I have an extension method to remove certain characters from a string (a phone number) which is performing much slower than I think it should vs chained Replace calls. The weird bit, is that in a loop it overtakes the Replace thing if the loop runs for around 3000 iterations, and after that it's faster. Lower than that and chaining Replace is faster. It's like there's a fixed overhead to my code which Replace doesn't have. What could this be!?

Quick look. When only testing 10 numbers, mine takes about 0.3ms, while Replace takes only 0.01ms. A massive difference! But when running 5 million, mine takes around 1700ms while Replace takes about 2500ms.

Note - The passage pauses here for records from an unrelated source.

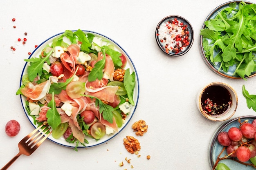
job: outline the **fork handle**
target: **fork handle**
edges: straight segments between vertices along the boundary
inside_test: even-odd
[[[13,157],[9,162],[7,163],[6,165],[5,165],[3,168],[1,169],[0,170],[5,170],[8,169],[8,168],[10,167],[11,165],[11,164],[14,162],[15,161],[20,157],[21,154],[19,152],[18,154],[17,154],[14,157]]]

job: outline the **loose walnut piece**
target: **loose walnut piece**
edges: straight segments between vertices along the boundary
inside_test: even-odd
[[[139,120],[138,121],[134,123],[132,126],[132,128],[134,132],[136,132],[135,134],[137,136],[143,136],[144,133],[148,131],[148,126],[146,125],[146,121],[143,120]]]
[[[117,68],[114,72],[114,77],[113,77],[114,81],[124,82],[124,77],[125,73],[125,70],[122,68]]]
[[[121,167],[124,166],[124,163],[123,162],[123,161],[119,163],[119,166]]]
[[[133,154],[138,155],[138,151],[140,150],[140,144],[139,141],[134,137],[130,136],[126,136],[126,138],[124,139],[124,145],[126,150]]]

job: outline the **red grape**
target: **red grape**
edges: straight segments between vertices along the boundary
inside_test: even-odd
[[[249,144],[248,148],[251,151],[251,157],[253,158],[256,156],[256,147],[252,144]]]
[[[238,145],[229,145],[229,146],[227,148],[227,153],[228,155],[229,155],[232,152],[235,151],[236,149],[238,148]],[[230,155],[230,157],[232,157],[233,158],[235,158],[236,157],[236,152],[235,152],[234,153]]]
[[[15,120],[9,121],[5,125],[5,132],[10,137],[16,136],[20,132],[20,124]]]
[[[231,144],[231,140],[227,132],[222,132],[219,133],[217,138],[219,143],[222,146],[227,146]]]
[[[236,151],[236,157],[239,161],[243,162],[246,162],[251,158],[251,151],[247,147],[240,146]]]
[[[252,139],[254,137],[256,130],[252,124],[249,123],[245,123],[241,126],[240,130],[243,135],[247,138]]]
[[[63,70],[62,65],[59,62],[54,62],[50,66],[50,71],[55,76],[61,75],[63,73]]]
[[[87,110],[82,112],[81,115],[81,117],[83,117],[83,121],[86,124],[92,123],[95,117],[93,112]]]
[[[252,121],[252,124],[253,125],[255,128],[256,128],[256,119],[254,120],[254,121]]]
[[[229,137],[234,141],[239,141],[243,137],[243,134],[240,130],[235,127],[230,128],[228,132]]]

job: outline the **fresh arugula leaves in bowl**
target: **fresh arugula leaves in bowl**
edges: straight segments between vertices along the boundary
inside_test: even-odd
[[[215,72],[233,79],[256,75],[256,4],[233,1],[216,8],[200,31],[204,60]]]

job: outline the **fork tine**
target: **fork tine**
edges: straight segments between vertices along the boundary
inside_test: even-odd
[[[45,134],[46,133],[47,133],[48,131],[49,131],[51,129],[51,128],[49,128],[47,130],[45,131],[45,132],[43,132],[41,134],[41,135],[38,137],[37,138],[35,139],[36,137],[37,136],[38,136],[39,135],[40,135],[41,133],[42,133],[43,132],[43,131],[46,128],[47,128],[47,127],[45,127],[45,128],[44,128],[43,129],[42,129],[42,130],[41,130],[40,132],[38,132],[37,134],[35,135],[31,139],[30,139],[29,140],[30,142],[29,143],[29,144],[28,145],[29,146],[29,145],[30,145],[30,144],[32,144],[32,145],[31,145],[31,147],[30,147],[30,148],[32,148],[34,146],[36,146],[38,147],[38,146],[40,146],[40,145],[41,145],[41,144],[42,144],[43,142],[46,139],[46,138],[47,138],[47,137],[51,134],[51,133],[52,133],[52,131],[50,131],[50,132],[49,132],[49,133],[48,134],[47,134],[46,135],[45,135],[45,136],[43,138],[42,138],[42,137],[43,136],[43,135]],[[39,141],[38,141],[39,139],[40,139],[40,140]]]
[[[34,134],[35,134],[35,133],[36,133],[39,129],[40,129],[40,128],[42,128],[43,126],[43,124],[41,124],[40,126],[38,126],[37,128],[32,131],[30,133],[27,135],[22,139],[22,140],[26,139],[26,140],[27,141],[27,140],[30,137],[31,137]]]
[[[39,127],[41,127],[41,126],[39,126]],[[35,138],[36,138],[36,137],[38,135],[40,135],[41,134],[41,133],[43,132],[46,128],[47,128],[47,126],[45,127],[43,129],[41,129],[40,130],[40,131],[39,131],[36,134],[35,133],[33,134],[31,137],[30,137],[29,139],[28,139],[26,141],[26,143],[27,143],[29,141],[30,141],[30,142],[29,143],[29,144],[28,144],[28,146],[29,146],[31,143],[32,142],[34,141],[34,140],[35,139]],[[48,130],[47,130],[47,131],[48,131],[49,129],[48,129]],[[44,135],[45,133],[44,133],[43,135]],[[37,140],[38,140],[38,139],[40,138],[41,137],[42,137],[42,135],[39,137],[38,137]]]

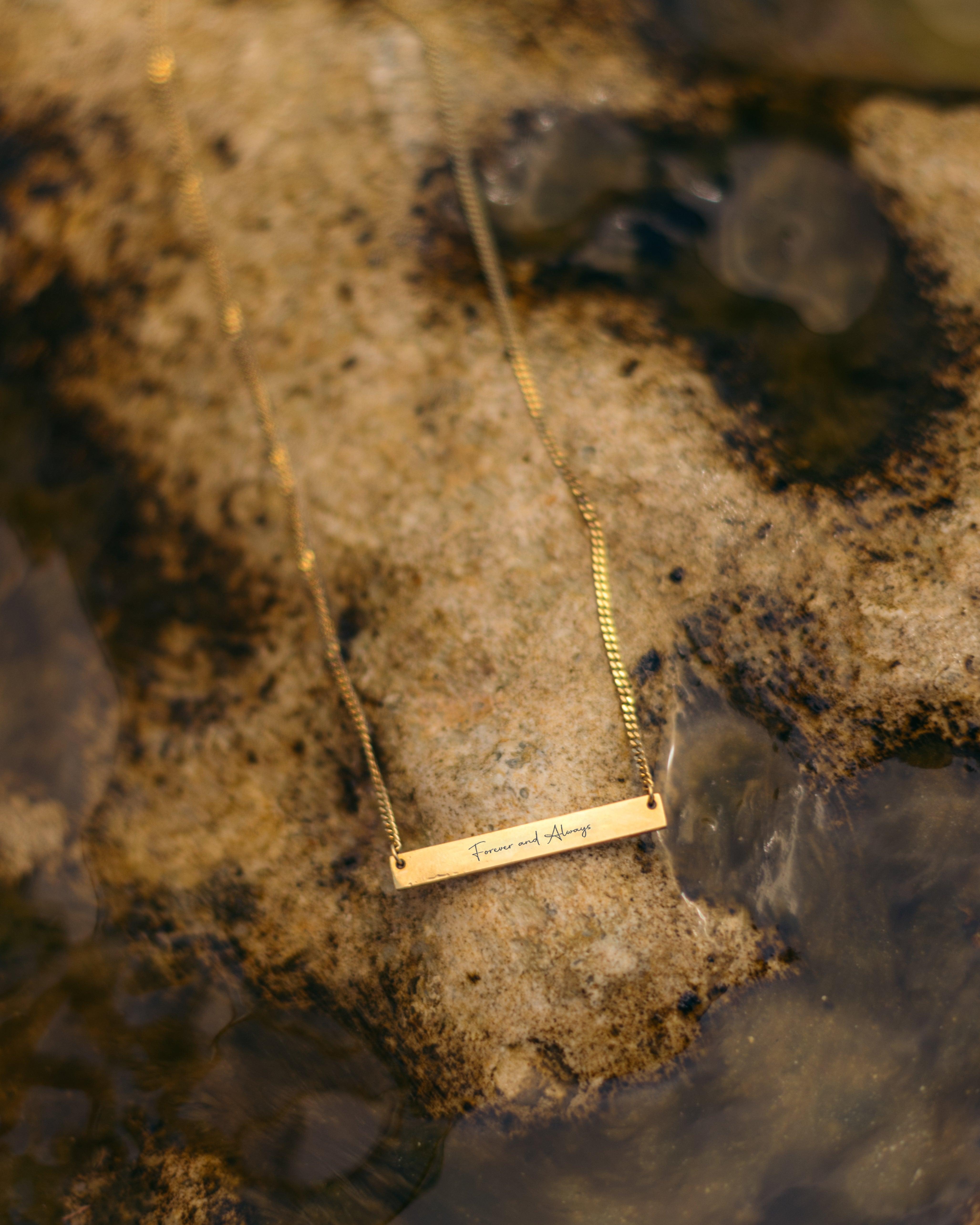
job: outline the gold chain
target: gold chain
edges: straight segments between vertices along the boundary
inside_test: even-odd
[[[582,516],[586,528],[588,529],[589,546],[592,550],[592,583],[595,588],[595,609],[599,614],[599,628],[603,635],[603,646],[605,647],[606,659],[609,660],[609,670],[612,674],[612,681],[616,686],[616,693],[620,699],[620,710],[622,712],[622,723],[626,728],[626,739],[630,741],[630,752],[632,753],[633,762],[639,772],[643,789],[648,797],[653,800],[653,774],[650,773],[649,762],[647,761],[643,739],[639,735],[639,724],[636,718],[636,697],[633,696],[633,687],[630,684],[628,673],[622,663],[620,639],[616,633],[616,622],[612,616],[612,590],[609,584],[609,554],[605,548],[605,533],[603,532],[603,524],[599,519],[599,512],[595,510],[595,506],[588,494],[579,484],[578,478],[570,468],[565,452],[555,441],[555,436],[551,434],[551,430],[548,428],[548,421],[544,418],[544,401],[538,388],[538,380],[534,377],[534,371],[530,368],[530,360],[528,359],[528,353],[524,348],[524,342],[521,337],[517,320],[514,318],[511,295],[507,292],[507,281],[503,276],[503,266],[500,262],[500,252],[497,251],[494,232],[490,228],[490,222],[486,216],[483,195],[477,186],[477,176],[473,173],[473,159],[469,156],[469,146],[467,145],[463,129],[459,124],[456,99],[450,85],[450,74],[446,67],[445,56],[442,55],[439,44],[432,38],[432,34],[426,29],[425,24],[420,20],[418,12],[401,5],[394,6],[387,2],[386,7],[396,17],[399,17],[407,24],[412,26],[425,48],[429,74],[432,80],[432,87],[436,96],[436,105],[439,107],[440,118],[442,120],[442,131],[450,148],[450,158],[452,159],[456,190],[459,192],[463,212],[467,218],[467,225],[469,227],[469,233],[473,238],[473,245],[477,247],[477,255],[480,260],[484,279],[486,281],[486,285],[490,290],[490,298],[494,303],[500,330],[503,333],[503,344],[507,349],[507,359],[511,363],[514,379],[517,379],[517,386],[521,388],[521,396],[524,399],[524,405],[527,407],[532,421],[534,421],[538,437],[541,440],[549,459],[559,470],[561,479],[568,486],[568,492],[575,499],[578,513]]]
[[[595,606],[599,615],[599,628],[603,636],[609,669],[616,686],[620,701],[620,710],[626,729],[626,737],[630,741],[630,751],[639,772],[643,789],[653,805],[654,783],[650,773],[647,753],[639,735],[639,725],[636,717],[636,699],[630,684],[628,674],[622,663],[616,622],[612,617],[612,592],[609,583],[609,556],[605,546],[605,534],[599,519],[599,513],[592,500],[586,494],[577,477],[571,470],[565,452],[555,441],[554,435],[544,419],[544,401],[541,399],[538,382],[528,360],[527,349],[521,338],[511,305],[507,283],[503,276],[503,267],[496,249],[492,230],[486,217],[483,197],[477,186],[477,178],[473,173],[473,164],[469,157],[469,148],[466,143],[462,127],[459,125],[453,96],[448,83],[448,72],[441,50],[434,42],[431,34],[424,31],[415,16],[407,16],[405,12],[388,6],[391,11],[403,21],[407,21],[421,38],[425,48],[426,61],[432,77],[436,102],[450,148],[456,185],[463,203],[467,223],[477,247],[484,277],[490,290],[490,298],[496,310],[497,321],[503,333],[507,356],[521,388],[528,414],[538,431],[545,451],[551,463],[560,473],[568,488],[589,534],[589,546],[592,551],[592,578],[595,589]],[[249,391],[256,415],[262,428],[266,442],[268,461],[276,472],[279,489],[285,500],[289,528],[293,537],[293,551],[296,566],[303,576],[306,588],[316,610],[316,620],[320,627],[320,636],[323,642],[323,654],[327,666],[341,691],[341,697],[350,715],[350,720],[358,733],[361,751],[368,763],[371,775],[371,786],[375,794],[381,821],[388,835],[392,854],[401,866],[399,851],[402,839],[398,834],[398,824],[394,820],[394,811],[391,805],[381,768],[377,764],[374,744],[371,742],[371,730],[364,714],[360,699],[354,688],[350,674],[344,664],[341,652],[341,642],[337,636],[337,627],[327,604],[323,583],[316,562],[316,554],[310,548],[309,533],[303,517],[296,480],[293,473],[293,464],[289,452],[279,439],[276,424],[276,409],[266,387],[265,379],[255,358],[251,342],[249,339],[245,318],[241,306],[232,294],[228,270],[222,257],[221,250],[214,240],[214,232],[205,202],[201,175],[195,168],[194,145],[187,127],[187,120],[180,107],[174,91],[174,72],[176,58],[173,49],[167,43],[167,0],[153,0],[152,7],[153,45],[147,61],[147,72],[151,82],[159,94],[162,109],[167,120],[170,143],[178,163],[180,179],[180,191],[190,213],[195,236],[201,250],[205,266],[207,268],[211,290],[218,306],[218,317],[224,334],[232,343],[245,386]]]
[[[327,595],[323,590],[320,571],[317,570],[316,554],[310,548],[309,533],[306,532],[306,523],[303,518],[303,508],[300,507],[296,492],[296,478],[293,473],[293,464],[289,459],[289,452],[279,439],[272,397],[268,393],[262,371],[258,369],[258,363],[255,359],[255,352],[249,341],[241,307],[232,295],[228,270],[214,241],[214,232],[201,191],[201,175],[195,169],[194,146],[191,143],[187,120],[174,92],[176,60],[173,50],[167,45],[165,5],[167,0],[154,0],[153,2],[153,47],[147,61],[147,72],[149,80],[159,92],[163,113],[169,129],[170,143],[178,163],[180,191],[190,212],[195,236],[207,267],[211,290],[218,305],[222,331],[232,342],[238,368],[241,371],[241,377],[245,380],[245,386],[249,390],[249,396],[262,426],[268,461],[276,470],[279,489],[285,500],[289,529],[293,535],[293,552],[299,572],[306,583],[306,589],[316,609],[316,621],[320,626],[320,637],[323,641],[323,654],[327,666],[337,682],[337,688],[341,691],[347,713],[350,715],[350,720],[358,733],[364,760],[368,762],[368,771],[371,775],[371,786],[377,810],[381,813],[381,821],[385,824],[385,831],[391,843],[392,855],[399,859],[402,839],[398,835],[398,824],[394,820],[391,797],[385,786],[385,779],[381,775],[381,768],[377,764],[375,748],[371,744],[371,729],[368,726],[364,708],[360,704],[360,698],[344,664],[341,652],[341,639],[337,637],[337,626],[333,624],[333,617],[330,614]]]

Phone numbers will only have 0-9, +, -, (, )

Here's the relevant code: Building test cases, I'm playing with testNums.

        int testNums = 5_000_000;
        Console.WriteLine("Building " + testNums + " tests");
        Random rand = new Random();
        string[] tests = new string[testNums];
        char[] letters =
        {
            '0','1','2','3','4','5','6','7','8','9',
            '+','-','(',')'
        };
        for(int t = 0; t < tests.Length; t++)
        {
            int length = rand.Next(5, 20);
            char[] word = new char[length];
            for(int c = 0; c < word.Length; c++)
            {
                word[c] = letters[rand.Next(letters.Length)];
            }
            tests[t] = new string(word);
        }

        Console.WriteLine("Tests built");
        string[] stripped = new string[tests.Length];

Using my extension method:

        Stopwatch stopwatch = Stopwatch.StartNew();
        for (int i = 0; i < stripped.Length; i++)
        {
            stripped[i] = tests[i].CleanNumberString();
        }
        stopwatch.Stop();
        Console.WriteLine("Clean: " + stopwatch.Elapsed.TotalMilliseconds + "ms");

Using chained Replace:

        stripped = new string[tests.Length];
        stopwatch = Stopwatch.StartNew();
        for (int i = 0; i < stripped.Length; i++)
        {
            stripped[i] = tests[i].Replace(" ", string.Empty)
                        .Replace("-", string.Empty)
                        .Replace("(", string.Empty)
                        .Replace(")", string.Empty)
                        .Replace("+", string.Empty);
        }
        stopwatch.Stop();
        Console.WriteLine("Replace: " + stopwatch.Elapsed.TotalMilliseconds + "ms");

Extension method in question:

    public static string CleanNumberString(this string s)
    {
        Span<char> letters = stackalloc char[s.Length];
        int count = 0;
        for (int i = 0; i < s.Length; i++)
        {
            if (s[i] >= '0' && s[i] <= '9')
                letters[count++] = s[i];
        }
        return new string(letters.Slice(0, count));
    }

What I've tried:

  • I've run them around the other way. Makes a tiny difference, but not enough.
  • Make it a normal static method, which was significantly slower than extension. As a ref parameter was slightly slower, and in parameter was about the same as extension method.
  • Aggressive Inlining. Doesn't make any real difference. I'm in release mode, so I suspect the compiler inlines it anyway. Either way, not much change.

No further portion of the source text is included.